Styles has been touring since he was 17, first with One Direction and now on his own — and he’s good at it. In Brixton, he was having fun at the start of a tour that will take him to stadiums across the UK ahead of further gigs in Europe and the US.

But it’s not rock ‘n’ roll as we once knew it.

In an interview with Zane Lowe for Apple Music, Styles said he doesn’t drink alcohol on the road and sleeps between 10 and 12 hours a night. A pin-up for more sober times.

He also shared that the months he spent locked down in Los Angeles and London during the pandemic were the longest he had spent in one place in 12 years. (His family has previously shared how he went to the X Factor audition at age 16, became a member of One Direction, and “never came home again.”)

His post-Covid message, he told the Brixton crowd, was: “We go out and be nice to each other. Be nice, the world needs it.” But in some ways, the pandemic may have brought some relief and space for reflection after 12 tumultuous and turbulent years – and it shows in this joyful and reflective album.

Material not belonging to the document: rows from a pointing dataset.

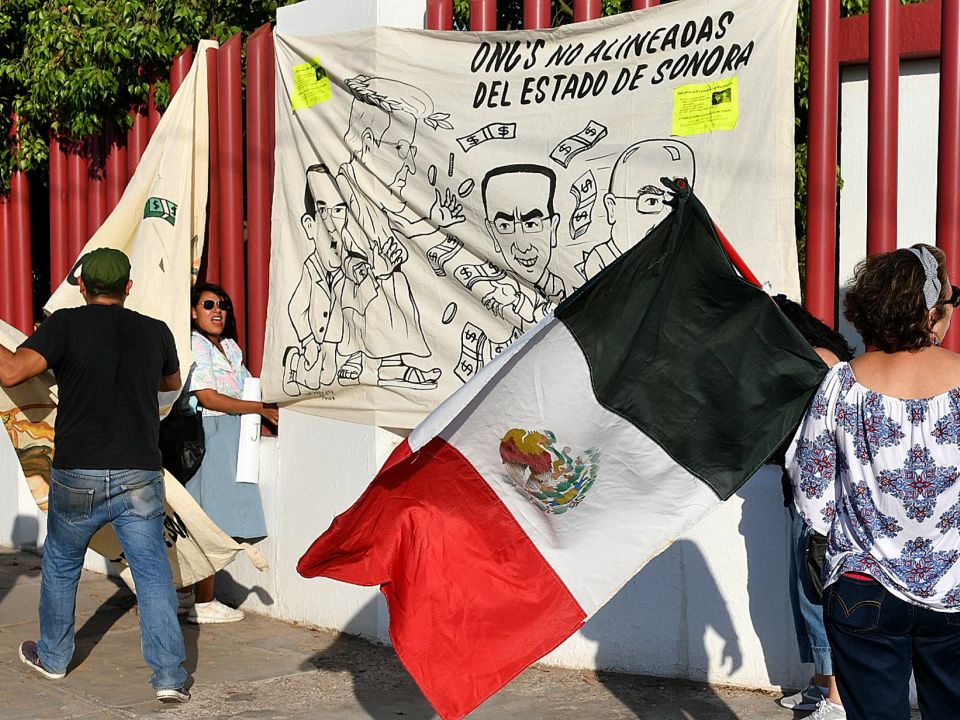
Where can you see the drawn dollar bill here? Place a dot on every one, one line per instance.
(584, 191)
(476, 350)
(470, 275)
(493, 131)
(440, 253)
(570, 147)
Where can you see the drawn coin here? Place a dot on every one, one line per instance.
(466, 187)
(449, 314)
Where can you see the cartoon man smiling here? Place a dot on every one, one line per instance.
(520, 218)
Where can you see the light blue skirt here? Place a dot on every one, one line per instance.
(235, 507)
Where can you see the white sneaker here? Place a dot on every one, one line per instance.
(213, 612)
(827, 710)
(805, 700)
(185, 601)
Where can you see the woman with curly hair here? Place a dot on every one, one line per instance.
(875, 468)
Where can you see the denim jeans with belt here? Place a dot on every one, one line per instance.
(81, 502)
(807, 612)
(877, 639)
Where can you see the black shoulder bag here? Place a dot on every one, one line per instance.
(181, 441)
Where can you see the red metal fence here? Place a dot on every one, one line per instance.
(87, 179)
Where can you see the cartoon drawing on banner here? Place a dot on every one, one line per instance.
(519, 215)
(439, 255)
(637, 201)
(493, 131)
(521, 221)
(568, 148)
(476, 350)
(385, 326)
(315, 306)
(584, 191)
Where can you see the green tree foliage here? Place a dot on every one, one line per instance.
(73, 67)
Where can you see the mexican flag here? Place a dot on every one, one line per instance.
(532, 495)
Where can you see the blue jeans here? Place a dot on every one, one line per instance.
(807, 613)
(81, 502)
(877, 639)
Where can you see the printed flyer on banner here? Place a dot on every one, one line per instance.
(424, 220)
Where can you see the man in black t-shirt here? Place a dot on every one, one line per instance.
(109, 363)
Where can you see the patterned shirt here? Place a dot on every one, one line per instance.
(215, 370)
(878, 476)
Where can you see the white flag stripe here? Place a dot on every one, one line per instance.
(641, 501)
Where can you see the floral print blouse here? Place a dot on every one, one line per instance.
(878, 476)
(213, 370)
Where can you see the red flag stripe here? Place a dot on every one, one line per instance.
(449, 557)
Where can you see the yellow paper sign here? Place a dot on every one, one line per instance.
(311, 85)
(705, 107)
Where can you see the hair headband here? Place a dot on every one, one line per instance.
(931, 284)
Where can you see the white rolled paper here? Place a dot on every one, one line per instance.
(248, 452)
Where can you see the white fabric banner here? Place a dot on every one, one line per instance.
(437, 193)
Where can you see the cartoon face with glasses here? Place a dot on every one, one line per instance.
(637, 201)
(518, 203)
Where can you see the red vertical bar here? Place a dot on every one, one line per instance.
(179, 69)
(59, 254)
(948, 159)
(585, 10)
(137, 137)
(231, 181)
(439, 14)
(153, 115)
(882, 128)
(6, 261)
(483, 14)
(19, 237)
(536, 14)
(77, 175)
(260, 142)
(822, 161)
(116, 166)
(97, 185)
(211, 266)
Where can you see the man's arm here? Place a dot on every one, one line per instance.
(19, 366)
(170, 382)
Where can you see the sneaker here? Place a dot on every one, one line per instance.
(213, 612)
(31, 657)
(173, 695)
(827, 710)
(185, 601)
(806, 699)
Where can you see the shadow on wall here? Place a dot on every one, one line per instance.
(227, 588)
(661, 620)
(765, 527)
(381, 684)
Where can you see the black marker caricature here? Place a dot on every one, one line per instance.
(382, 130)
(521, 221)
(314, 309)
(637, 201)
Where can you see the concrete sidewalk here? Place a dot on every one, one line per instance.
(262, 668)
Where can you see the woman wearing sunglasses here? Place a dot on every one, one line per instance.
(216, 385)
(876, 468)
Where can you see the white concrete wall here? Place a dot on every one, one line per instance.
(916, 170)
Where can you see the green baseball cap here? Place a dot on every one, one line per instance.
(105, 271)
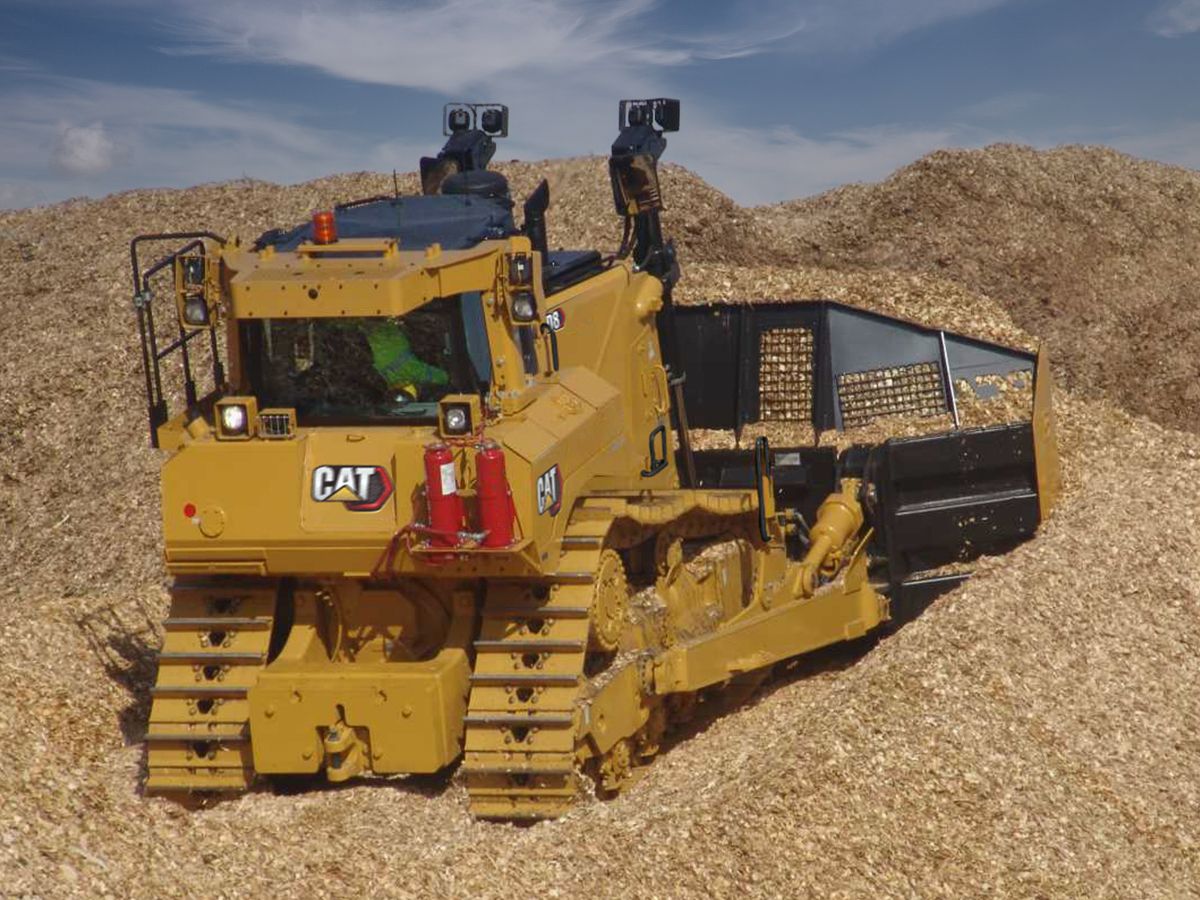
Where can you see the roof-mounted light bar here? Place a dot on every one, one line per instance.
(492, 119)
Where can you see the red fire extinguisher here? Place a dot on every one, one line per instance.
(496, 509)
(442, 493)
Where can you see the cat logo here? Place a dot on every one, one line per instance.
(550, 491)
(361, 489)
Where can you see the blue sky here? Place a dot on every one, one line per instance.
(781, 99)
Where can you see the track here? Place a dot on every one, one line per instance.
(216, 641)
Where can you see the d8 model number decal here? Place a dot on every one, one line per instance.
(361, 489)
(550, 491)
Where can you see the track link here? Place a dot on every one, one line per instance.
(215, 645)
(523, 713)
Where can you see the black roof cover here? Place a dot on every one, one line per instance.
(456, 222)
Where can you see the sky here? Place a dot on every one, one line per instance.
(781, 99)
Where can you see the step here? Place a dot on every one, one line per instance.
(210, 657)
(532, 645)
(515, 720)
(522, 678)
(197, 690)
(216, 622)
(537, 612)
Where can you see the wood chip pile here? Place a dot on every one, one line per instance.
(1036, 733)
(1101, 256)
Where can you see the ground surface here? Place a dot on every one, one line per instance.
(1033, 735)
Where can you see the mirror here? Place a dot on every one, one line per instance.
(196, 291)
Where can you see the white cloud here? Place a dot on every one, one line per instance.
(772, 165)
(559, 64)
(167, 138)
(1176, 18)
(455, 45)
(442, 47)
(84, 149)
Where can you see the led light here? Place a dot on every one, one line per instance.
(233, 419)
(456, 420)
(523, 309)
(196, 311)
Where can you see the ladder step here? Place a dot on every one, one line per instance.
(219, 622)
(189, 690)
(537, 645)
(519, 719)
(563, 681)
(209, 657)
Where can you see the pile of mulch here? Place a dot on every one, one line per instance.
(1092, 250)
(1035, 733)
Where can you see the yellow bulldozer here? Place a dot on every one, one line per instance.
(431, 493)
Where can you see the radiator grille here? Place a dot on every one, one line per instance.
(785, 375)
(895, 390)
(276, 424)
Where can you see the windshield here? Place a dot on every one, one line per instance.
(377, 367)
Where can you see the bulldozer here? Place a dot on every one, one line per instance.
(432, 498)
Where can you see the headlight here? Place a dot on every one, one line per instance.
(459, 414)
(523, 307)
(233, 419)
(196, 311)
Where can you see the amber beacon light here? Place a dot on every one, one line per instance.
(324, 228)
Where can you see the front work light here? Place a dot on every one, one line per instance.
(235, 418)
(457, 415)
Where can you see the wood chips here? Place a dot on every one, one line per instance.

Harry Styles on stage at Brixton Academy

Harry Styles on stage at Brixton Academy

In addition to pop, Styles has wowed the fashion crowd. Sequins, feather boas, cowboy hats and polka dot dresses – he wore them all. For this unique Brixton special, however, he opted for white trousers and a polka dot T-shirt. But many of his fans had dressed up. Pink abounded. Abi Kohen, 23, described her sparkly outfit to me as “like a disco ball having a baby with a pink emu.”

She and her friend Georgia May-Campbell, who live in London, spent thousands of pounds on tickets to five Styles concerts over the summer, with outfits already planned for each. They met while training to be nannies, bonded over their love of One Direction, and have seen Styles in concert more than 20 times.

Even more dedicated were the fans who showed up at the Academy two days before the concert. Simona Todissco, 28, arrived at lunchtime on Sunday with her friend Marika Candiotti from Manchester (others told me they were from South Wales, Spain, Glasgow, Colchester, Lowestoft and Norway). Tents were not allowed on the streets of Brixton, but a local woman took pity on the couple and gave them blankets as the rain fell.

It’s the kindness sought by Harry Styles, which he also returned on stage. I lost count of how many times he said thank you to the audience. He dedicated Love of My Life, the tender final title of his album, to “every one of you”. And he stopped the gig twice, after noticing a distressed fan in the sweaty melee.

Harry Styles on stage at Brixton Academy

Harry Styles on stage at Brixton Academy

He’s so polite – a pop star to make his mother proud. (She was at the concert and received huge cheers.) But her appeal lies in her authenticity.

North Londoner Gavin got fired up as he told me how Harry had ‘rebuilt’ his anxious teenage daughter with his positive messages. “As Bowie taught me about sexuality and that’s okay,” he said, “he made a big contribution.”

Styles brought the night to a crescendo with the rock-filled Kiwi from her debut album, and Jess went off on a high, still waving her boyfriend sign aloft, but less devastated by her ex’s betrayal after that. pep talk from his hero.

“He said I didn’t need him,” she told me. “And if I have to take advice from anyone, it will be Harry Styles.”